Mathilde Garros, habitante de Saint-Antonin depuis 2017
Mathilde ne demande rien de plus que de disposer d'une information solide et d'être accompagnée.
Depuis combien de temps ?
Tout comme Claire Mignognat, qui a emménagé dans la commune, en avril dernier avec son enfant et son compagnon. " Depuis combien de temps les gens boivent-ils une eau contaminée ? ", s'interroge-t-elle. Cette nouvelle habitante a multiplié les coups de fils et les mails pour tenter d'obtenir des réponses. "Comme la distribution de l'eau en bouteille est irrégulière, à raison de trois livraisons en trois mois, on se demande lorsqu'elle n'est pas distribuée pendant plusieurs semaines, si l'eau est potable à nouveau. Et depuis toujours, le site de la Saur indique que l'eau est potable !".
C'est d'ailleurs par ses propres recherches sur le site d'information du gouvernement que cette scientifique a appris que l'eau ne l'était toujours pas. "Mais qu'en est-il des habitants qui ne font pas ces mêmes recherches ? Le courrier de la Saur n'est pas forcément compréhensible par tous. Mes voisins, eux, réutilisent l'eau du robinet pour bouillir le café. Nous n'avons par ailleurs aucune information sur les mesures de résolutions mises en place ? La seule réponse c'est celle de la mairie il y a quatre jours qui a indiqué que la Saur effectuait de nouvelles analyses".
Pas plus informé sur leurs résultats depuis le 5 octobre dernier, le maire Michel Fourreau, ne cache pas son énervement. "Cela me met en colère !", exhulte impuissant l'édile, qui dénonce une situation ubuesque car il dispose d'aucune information officielle de la Saur ou de l'ARS. La mairie et sa salle des fêtes sont elles aussi privées d'eau. "Pour la cérémonie du 11 novembre, nous avons demandé des packs d'eau et on nous en a livré alors que les habitants n'en n'ont pas. Apparemment ils sont en rupture de stock ! "
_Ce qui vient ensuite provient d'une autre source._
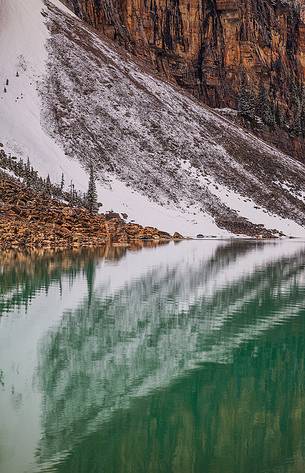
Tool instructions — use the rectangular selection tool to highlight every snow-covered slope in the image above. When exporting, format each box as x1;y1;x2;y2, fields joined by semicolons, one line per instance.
1;0;305;237
0;0;84;181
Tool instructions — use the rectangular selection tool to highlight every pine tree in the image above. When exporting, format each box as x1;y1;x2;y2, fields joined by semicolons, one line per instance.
69;180;75;206
86;165;98;213
291;115;302;136
274;102;282;127
24;158;32;186
256;85;275;127
46;174;52;196
18;157;23;173
289;81;302;135
60;173;65;192
237;74;255;121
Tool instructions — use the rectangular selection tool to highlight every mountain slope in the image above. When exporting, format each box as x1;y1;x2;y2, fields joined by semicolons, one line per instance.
1;0;305;237
62;0;305;160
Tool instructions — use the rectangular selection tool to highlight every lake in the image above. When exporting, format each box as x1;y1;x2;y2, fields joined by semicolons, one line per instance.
1;240;305;473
50 millions d'euros pour changer les canalisations
Le maire le sait, le problème risque de ne pas être résolu avant longtemps. Il faudra procéder aux changements de canalisation. " Le problème, ce sont les tuyaux ! L'eau qui sort du château d'eau n'est pas contaminée", souligne-t-il. La tâche reviendra au Syndicat intercommunal d'adduction en eau potable (SIAEP) de l'Arrats et de la Gimone en charge de l'alimentation en eau et qui gère 30 communes, dont Michel Fourreau est aussi membre du bureau.
" Nous avons 700 km de réseau et 300 km de branchements, avec au moins 500 km en PVC. Il nous faudrait 50 millions d'euros, soit 5 millions d'euros par an sur 10 ans, résume Patrick Pasquali, son président. Impossible pour un syndicat rural comme le nôtre, ce que j'ai dit à la sous-préfète à qui j'ai demandé un rendez-vous avec l'ARS dont j'attends les directives." Sollicitée, l'ARS ne nous a pas encore répondu.
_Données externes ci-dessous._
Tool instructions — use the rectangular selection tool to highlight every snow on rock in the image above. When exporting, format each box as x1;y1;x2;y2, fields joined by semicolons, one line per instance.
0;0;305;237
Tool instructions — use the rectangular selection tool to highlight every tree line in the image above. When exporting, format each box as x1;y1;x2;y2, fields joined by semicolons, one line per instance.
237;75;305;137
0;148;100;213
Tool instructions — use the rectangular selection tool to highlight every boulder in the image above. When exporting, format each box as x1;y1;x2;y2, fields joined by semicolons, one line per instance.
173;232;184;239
En attendant, la Saur a recommandé au Siaep d'effectuer des purges. " Il faut qu'on affine l'analyse mais une purge ça nécessite beaucoup d'eau, entre 5 et 10 000 m3, je pense, alors que nous avons des périodes de restriction d'eau", s'agace Patrick Pasquali. "Et à partir du mois de mars, il faudra recommencer ! Si on garde ces normes basses de CVM à vie, il faudra bien trouver une solution !" D'autant que ces trois communes, sont les premières où les recherches de CVM sont effectuées. D'autres devraient donc suivre.